– ¿Qué diablos está pasando aquí?
Annabel se quedó de piedra. Horrorizada, no. Era algo mucho, mucho peor que el horror.
– ¿Annabel? -dijo su abuela, entrando por la puerta que conectaba las dos habitaciones-. Parece que está pasando una manada de elefantes. ¿Cómo esperas que pueda dormir cuando…? ¡Oh! -Se detuvo en seco cuando vio a Sebastian. Luego miró al suelo y vio al conde-. ¡Por Satanás!
Hizo un sonido que Annabel no supo cómo interpretar. No fue un suspiro; más bien un gruñido. De máxima irritación.
– ¿Quién de los dos lo ha matado? -preguntó.
– Ninguno -respondió Annabel enseguida-. Se ha… muerto.
– ¿En tu habitación?
– No le he invitado -respondió ella, alterada.
– No, nunca harías algo así. -Y habría jurado que había una nota de arrepentimiento en la voz de su abuela. Annabel sólo podía mirarla con sorpresa. O quizá con asombro.
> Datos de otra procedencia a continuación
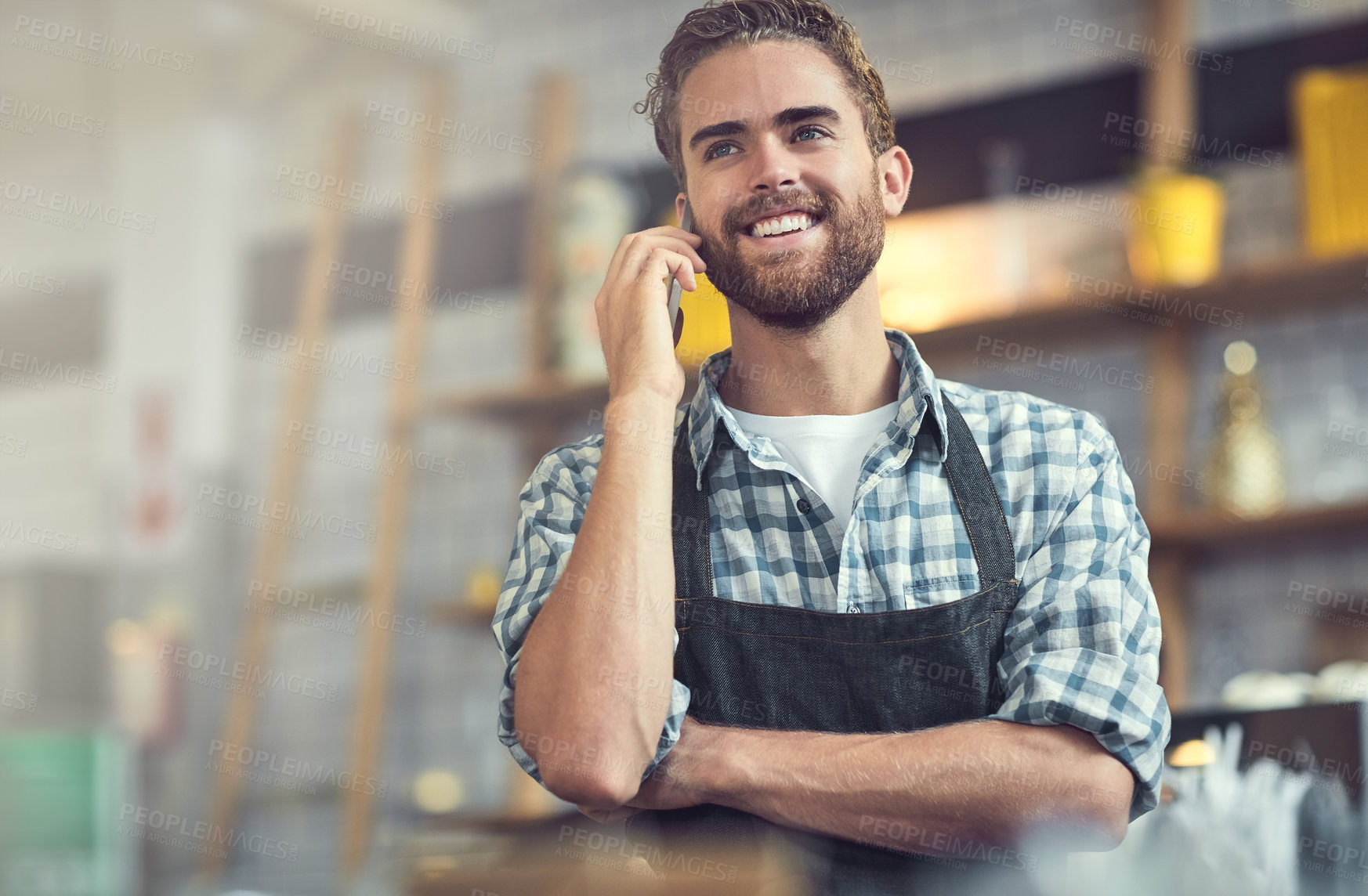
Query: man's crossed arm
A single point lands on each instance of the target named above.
(986, 782)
– ¿Y tú qué haces aquí? -preguntó lady Vickers, dirigiendo su gélida mirada hacia Sebastian.
– Exactamente lo que está pensando, milady -respondió-. Por desgracia, llegué un poco tarde. -Miró a su tío-. Ya estaba así cuando llegué.
– Mejor -murmuró lady Vickers-. Si hubiera llegado cuando estuvieras encima de mi nieta… Santo Dios, no puedo imaginarme la conmoción.
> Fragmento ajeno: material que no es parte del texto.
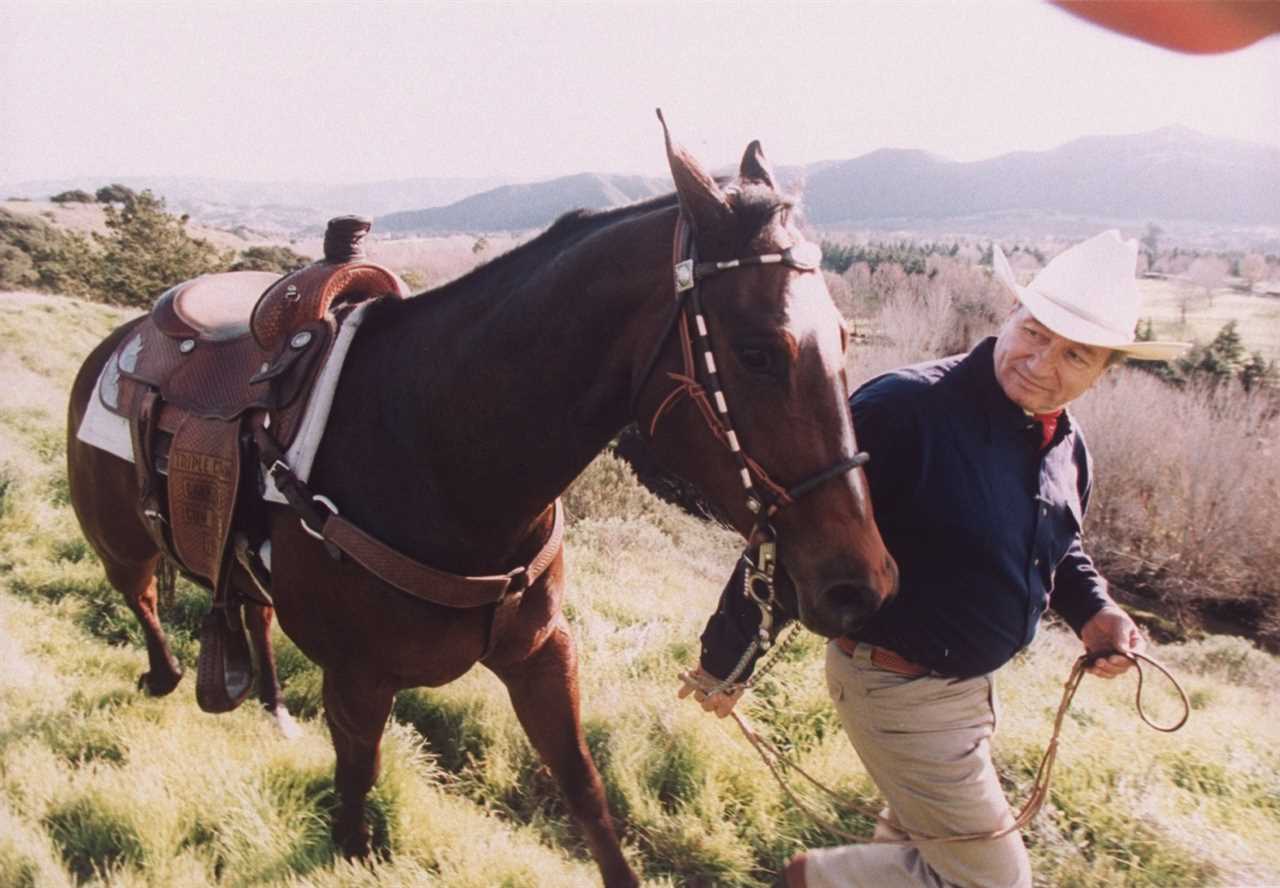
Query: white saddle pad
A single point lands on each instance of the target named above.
(110, 433)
Annabel pensó que debería sonrojarse. Sí que debería. Pero no encontraba las fuerzas. No estaba segura de si había algo que pudiera avergonzarla en ese momento.
– Bueno, tendremos que deshacernos de él -dijo su abuela, con el mismo tono de voz que Annabel imaginaba que usaría para referirse a un sofá viejo. Lady Vickers ladeó la cabeza hacia Annabel-. Debo admitir que, al final, todo te ha salido redondo.
– ¿De qué estás hablando? -preguntó ella, horrorizada.
– Ahora el conde es él -dijo lady Vickers, señalando a Sebastian-, y seguro que es más apetitoso que el pobre Robert.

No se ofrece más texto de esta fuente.